The city's AQI (Air Quality Index) was in the "very poor" category this morning. The air quality deteriorated earlier this month after a widespread violation of the ban on crackers.
The acceptable AQI levels for the national capital should be defined, the court said today.
In the last hearing, the top court had highlighted how this has become an annual problem.
The Air Quality Commission should conduct a scientific study based on the wind direction, it added this morning. "These ad-hoc measures won't help. What are the steps you will take and the impact of that in the next seven days is what we want?"
"I have listed immediate steps. There are long-term plans also. We have come up with graded measures," Solicitor General Tushar Mehta - representing the central government - replied.
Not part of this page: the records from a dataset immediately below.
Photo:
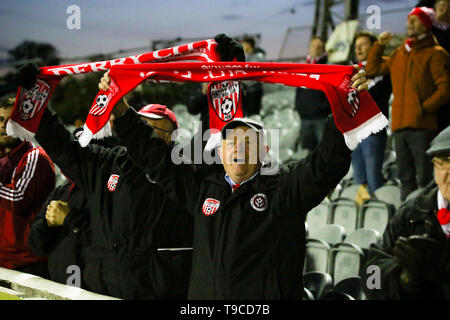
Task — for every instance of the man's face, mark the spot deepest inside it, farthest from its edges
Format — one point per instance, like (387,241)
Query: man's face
(415,27)
(316,48)
(240,153)
(442,175)
(362,48)
(5,140)
(162,127)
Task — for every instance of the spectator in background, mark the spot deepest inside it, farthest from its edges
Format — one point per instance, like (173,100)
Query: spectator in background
(420,83)
(312,105)
(27,176)
(61,232)
(252,90)
(367,158)
(441,30)
(415,259)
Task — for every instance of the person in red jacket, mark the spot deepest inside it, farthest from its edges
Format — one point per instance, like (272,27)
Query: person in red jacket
(27,176)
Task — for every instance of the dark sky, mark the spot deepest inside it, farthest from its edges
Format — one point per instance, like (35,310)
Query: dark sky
(112,25)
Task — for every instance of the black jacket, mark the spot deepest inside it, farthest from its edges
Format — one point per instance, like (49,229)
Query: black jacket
(409,220)
(380,92)
(64,245)
(240,252)
(129,221)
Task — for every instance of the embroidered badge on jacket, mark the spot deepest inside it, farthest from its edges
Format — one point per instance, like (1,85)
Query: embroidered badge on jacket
(210,206)
(112,182)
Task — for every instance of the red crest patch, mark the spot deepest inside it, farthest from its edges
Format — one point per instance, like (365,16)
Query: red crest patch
(112,182)
(32,100)
(210,206)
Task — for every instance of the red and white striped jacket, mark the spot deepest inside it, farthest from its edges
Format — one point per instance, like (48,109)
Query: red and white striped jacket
(27,176)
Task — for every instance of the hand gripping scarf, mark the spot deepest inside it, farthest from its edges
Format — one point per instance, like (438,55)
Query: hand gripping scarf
(356,115)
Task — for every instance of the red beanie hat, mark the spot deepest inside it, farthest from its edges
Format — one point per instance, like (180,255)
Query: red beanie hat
(424,14)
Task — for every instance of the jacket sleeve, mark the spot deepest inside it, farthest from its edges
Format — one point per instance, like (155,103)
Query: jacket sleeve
(313,178)
(439,68)
(80,165)
(377,64)
(30,185)
(42,237)
(157,159)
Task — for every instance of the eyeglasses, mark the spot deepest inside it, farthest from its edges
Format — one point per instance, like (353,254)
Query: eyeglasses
(442,162)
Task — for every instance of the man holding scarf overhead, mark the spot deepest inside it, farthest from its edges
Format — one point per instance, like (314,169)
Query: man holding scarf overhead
(249,230)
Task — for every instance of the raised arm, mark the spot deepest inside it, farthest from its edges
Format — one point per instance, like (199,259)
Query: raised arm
(377,64)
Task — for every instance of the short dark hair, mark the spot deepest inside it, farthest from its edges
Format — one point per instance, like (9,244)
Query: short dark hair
(372,37)
(249,39)
(7,102)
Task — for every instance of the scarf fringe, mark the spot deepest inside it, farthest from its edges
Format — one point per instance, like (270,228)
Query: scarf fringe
(87,135)
(14,129)
(373,125)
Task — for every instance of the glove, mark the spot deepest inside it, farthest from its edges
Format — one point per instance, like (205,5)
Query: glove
(424,257)
(27,75)
(229,49)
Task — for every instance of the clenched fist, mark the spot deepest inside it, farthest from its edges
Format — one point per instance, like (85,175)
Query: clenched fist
(57,211)
(384,38)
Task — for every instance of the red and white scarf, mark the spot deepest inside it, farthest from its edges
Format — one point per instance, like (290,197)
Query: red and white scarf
(356,114)
(30,104)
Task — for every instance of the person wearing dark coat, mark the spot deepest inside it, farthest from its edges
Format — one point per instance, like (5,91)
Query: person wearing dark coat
(249,230)
(414,261)
(65,238)
(312,105)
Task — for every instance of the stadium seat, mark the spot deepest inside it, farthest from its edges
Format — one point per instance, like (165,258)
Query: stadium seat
(414,194)
(319,216)
(363,238)
(350,191)
(344,212)
(318,283)
(389,194)
(351,286)
(306,230)
(330,233)
(316,255)
(307,295)
(375,214)
(345,260)
(336,192)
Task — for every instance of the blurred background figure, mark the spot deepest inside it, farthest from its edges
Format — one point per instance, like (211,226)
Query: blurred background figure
(312,105)
(252,90)
(27,176)
(417,96)
(368,157)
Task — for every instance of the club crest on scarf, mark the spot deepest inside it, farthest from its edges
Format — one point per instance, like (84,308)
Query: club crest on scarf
(352,101)
(210,206)
(32,100)
(225,97)
(102,100)
(112,182)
Lawyer Vikas Singh, representing the petitioner, said, "The issue of stubble burning needs to be taken care of. If farmers are compensated, farm fires can be controlled."
In response, the court said: "Has there been any study on how much stubble has been removed in Punjab, Haryana, and UP? This is going to be a big problem. How are you going to tackle the stubble-burning issue? We are using our common sense in discussing this issue. What is the bureaucracy doing? Let the Secretaries decide something... why can't they go to fields and speak to the farmers, scientists and devise a permanent solution?"
This is the third straight week that the air pollution issue was heard in the top court, which has reprimanded the centre and states over dragging their feet on the issue.